The retention rate is usually represented in the percentage of users who come back to your chatbot within a specific period of time.
Much has been said about retention rate in chatbots. Some say as high as 40% of chatbot users never make it through day 1. Ouch.
We personally have never worked on chatbots with such low retention rate. In a recent article, I wrote about increasing retention and how one of our clients enjoyed a mere 0.29% churn rate on day 10 of their chatbot campaign.
Clearly, this is a metric you should keep an eye on. Measure your retention on day 1, 7, 15, 30, and 90.
5. Goal Completion Rate
When it comes to actionable insights, this metric is quite clearly up there.
The Goal Completion Rate is exactly what it sounds like. Out of all the users who message your chatbot, how many actually reach the goal you initially set the chatbot for?
If your chatbot's goal is to deliver a quote for one of your services to its users, how many of all the people who message it actually end up with a quote in hand?
This metric will directly impact your business' bottom line, your chatbot optimisation path, and even whether or not your chatbot is successful overall.
6. Fall Back Rates
There are three types of fall back we use in all the chatbots we build. Each of them serves its own purpose and thus should be measured separately.
Sometimes, chatbots get confused. This most likely happens when a user sends an unexpected input.
Our answer to this is simply to let the users know we don't understand what they are saying. A simple 'Sorry, I did not get that. Can you rephrase?' usually does the trick.
Measuring the Confusion Rate (number of time the chatbot had to fall back divided by total number of messages sent) will give you an indication of the work you might have to do in training your bot's artificial intelligence.
Sometimes, users get confused. When a user sends a series of messages that are out of the scope of the chatbot's understanding, it sometimes helps to recalibrate the conversation.

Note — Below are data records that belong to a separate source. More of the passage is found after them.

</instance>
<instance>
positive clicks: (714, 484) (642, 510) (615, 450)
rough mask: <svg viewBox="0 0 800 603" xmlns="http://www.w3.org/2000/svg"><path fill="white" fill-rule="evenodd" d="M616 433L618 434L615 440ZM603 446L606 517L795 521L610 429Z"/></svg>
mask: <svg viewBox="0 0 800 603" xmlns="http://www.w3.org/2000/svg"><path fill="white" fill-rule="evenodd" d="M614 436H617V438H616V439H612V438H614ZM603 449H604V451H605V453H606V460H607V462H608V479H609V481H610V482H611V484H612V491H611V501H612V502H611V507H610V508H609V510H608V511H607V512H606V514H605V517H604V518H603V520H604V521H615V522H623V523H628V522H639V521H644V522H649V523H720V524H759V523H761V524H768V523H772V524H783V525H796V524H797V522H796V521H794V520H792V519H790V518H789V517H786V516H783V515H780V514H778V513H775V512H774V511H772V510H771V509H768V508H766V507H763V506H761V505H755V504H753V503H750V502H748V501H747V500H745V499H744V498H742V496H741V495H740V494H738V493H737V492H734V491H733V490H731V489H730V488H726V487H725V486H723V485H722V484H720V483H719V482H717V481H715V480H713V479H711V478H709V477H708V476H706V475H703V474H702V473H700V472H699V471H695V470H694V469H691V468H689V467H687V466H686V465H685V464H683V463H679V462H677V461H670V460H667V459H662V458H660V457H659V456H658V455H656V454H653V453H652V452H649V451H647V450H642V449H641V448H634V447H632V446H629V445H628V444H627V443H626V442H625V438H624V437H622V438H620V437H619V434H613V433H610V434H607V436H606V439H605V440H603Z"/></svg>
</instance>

To do this, we tend to use the confusion fallbacks twice, then fall back to a recalibration on the third unrecognised user input.
A simple 'Looks like we're lost. As a reminder, I can do X, Y, and Z for you. For instance, you can ask me XYZ'.
By showing the user exactly how to use the chatbot, we try to recenter the conversation towards a) what the chatbot can understand/do, and b) the chatbot's goal.
The fallback of all fallbacks: humans.
Sometimes, as intelligent as your chatbot is, a human is needed to swoop in and take control.
Keep an eye on the number of times your chatbot actually had to revert back to humans for help. Quick sidenote: make sure this is an actual fall back and not a chatbot goal. If you release a sales chatbot, eventually talking to a human is a great thing!
This concludes our series of chatbot KPIs to track. To reiterate, make sure you adapt these to your business goals before you do anything else!